Our schedule is still packed with doctor's appointments and therapies.  Every week I keep thinking 'next week or next month this will slow down right?'  When you have 4 kids with special needs I am learning that this is just life.  I am slowly accepting our 'new normal'.  Honestly though I am happy that after having to fight so many battles just to get Bohdan and Daniel seen that things are finally moving along smoothly.  I have pages and pages of notes recording how much I have had to call and beg and plead and fight for everything from an appointment with the special needs Pediatrician to getting him a wheelchair, it had been ridiculously hard.  Tyler finally had enough of people giving me the run around that he took over and whoever he talked to got the message because now we have an insurance case manager and we get weekly calls from the children's hospital's social worker checking to make sure we are getting what we need.  Thanks honey...you rock!
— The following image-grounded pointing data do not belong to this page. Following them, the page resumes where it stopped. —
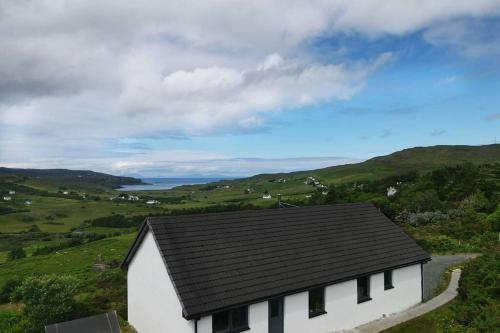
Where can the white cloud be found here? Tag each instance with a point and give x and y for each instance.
(233, 167)
(82, 71)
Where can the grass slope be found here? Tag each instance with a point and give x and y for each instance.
(76, 261)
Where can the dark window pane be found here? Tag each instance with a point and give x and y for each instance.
(239, 317)
(363, 288)
(275, 308)
(388, 280)
(317, 300)
(220, 321)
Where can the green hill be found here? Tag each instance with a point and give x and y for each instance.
(292, 185)
(65, 177)
(421, 159)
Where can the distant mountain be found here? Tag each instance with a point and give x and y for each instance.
(65, 177)
(421, 159)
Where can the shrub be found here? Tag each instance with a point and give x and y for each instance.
(16, 253)
(478, 306)
(8, 287)
(426, 218)
(46, 300)
(494, 220)
(439, 244)
(53, 248)
(34, 228)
When we are not home schooling or rushing to appointments we try to squeeze as much fun as we can in for the kids.  Especially for Daniel and Bohdan we love simply letting them have fun!  Watching them as they experience all these new things for the first time is so much fun!  Adoption has given us such a window into our adoption into God's family.  I see my kids grow and learn and experience new things and my mind thinks about how God watches us learn and grow through sanctification.  When we finally 'get' a lesson He is trying to teach us or when we experience joy and delight in His world.  Or when we are completely at the end of ourselves with how to teach/parent these kids and have to lean completely on Him...adoption has certainly provided us with the greatest spiritual growth!


Anyway, here are some (okay, a lot) of pictures...

Another baseball game...and finally a family picture!

We had so much fun at Joshua and Hailey's birthday party, thank you Rachel!

We simply could not miss the robotic dinosaurs on exhibit at the Natural History Museum

Another trip to the zoo...one great thing about homeschooling is visiting the zoo during the first few weeks most kids are back in school.  We practically had the place all to ourselves :-)

Hubby treated us to a special trip to the amusement park to get wet, ride lots of rides, and eat tons of junk food!


The State Fair was so much fun!



Daniel is going to have surgery some time on October.  His muscles are so tight they are pulling his hip joints out of socket.  To keep his hips from dislocating the surgeon will clip his tendons to lengthen them.  If that does not work they will have to fracture or break the bone to reshape it.  Please join us in prayer for God's healing.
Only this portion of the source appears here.